I forgot my nightgown, so I am sleeping in the closest thing I have to being a t-shirt. I do have a big housecoat. It is that official point of relaxation that I am missing with not having my nightgown. At home, I wear some loose fitting pants and a shirt in case I have to get up in the middle of the night for some reason.
I am the caregiver of three people I love. None of them are a big burden. What I offer most is my time and haphazard cooking ability. I made a pot of spaghetti, salad and cooked some small loaves of bread from the grocery store before I left. I know a lot of their meals will be the weight watcher frozen meals, soup, cereal and easy to make food. My mother has the spirit to cook a lot of food but not the energy. And she is on a salt free diet which limits her desire to eat.
A man who is ten years younger than me died of lung cancer last week. I knew him from walking up and down an area of my hometown. One time, I came close to giving him money because something did not add up to his having a home. But a car drove up with a woman around my age. He looked peeved from having to wait and headed for the car.

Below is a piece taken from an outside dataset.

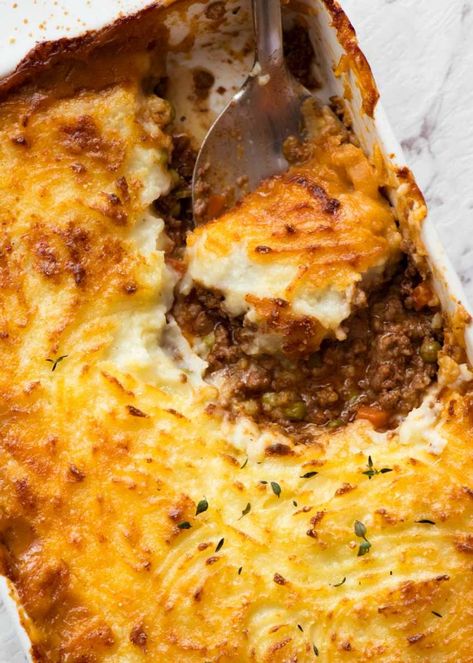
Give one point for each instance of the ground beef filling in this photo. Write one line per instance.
(380, 372)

What I did notice was his hair was cut, his clothes were decent and clean but he was out of place. He clearly did not have a purpose. No, I don't think he died because he had no purpose. I think he missed so much of the joy of life that purpose gives us. For him to be wandering up and down the road until everyone in my family knew who I was talking about, he clearly did not have a place. I knew of one homeless man that the community rallied behind that actually had a home for awhile. It was the loneliness that led him back to the streets.
He had no obituary, no funeral. You can't save the world. But I wish, the world could have saved him.
So tonight, I will sleep well from working hard this week. But my prayers are to thank God for my purpose and place tonight. It might not be what I would have chosen; but, it clearly is a gift. I will also pray for those who struggle in this world.
I know I am a pine tree that was planted with purpose and has a place.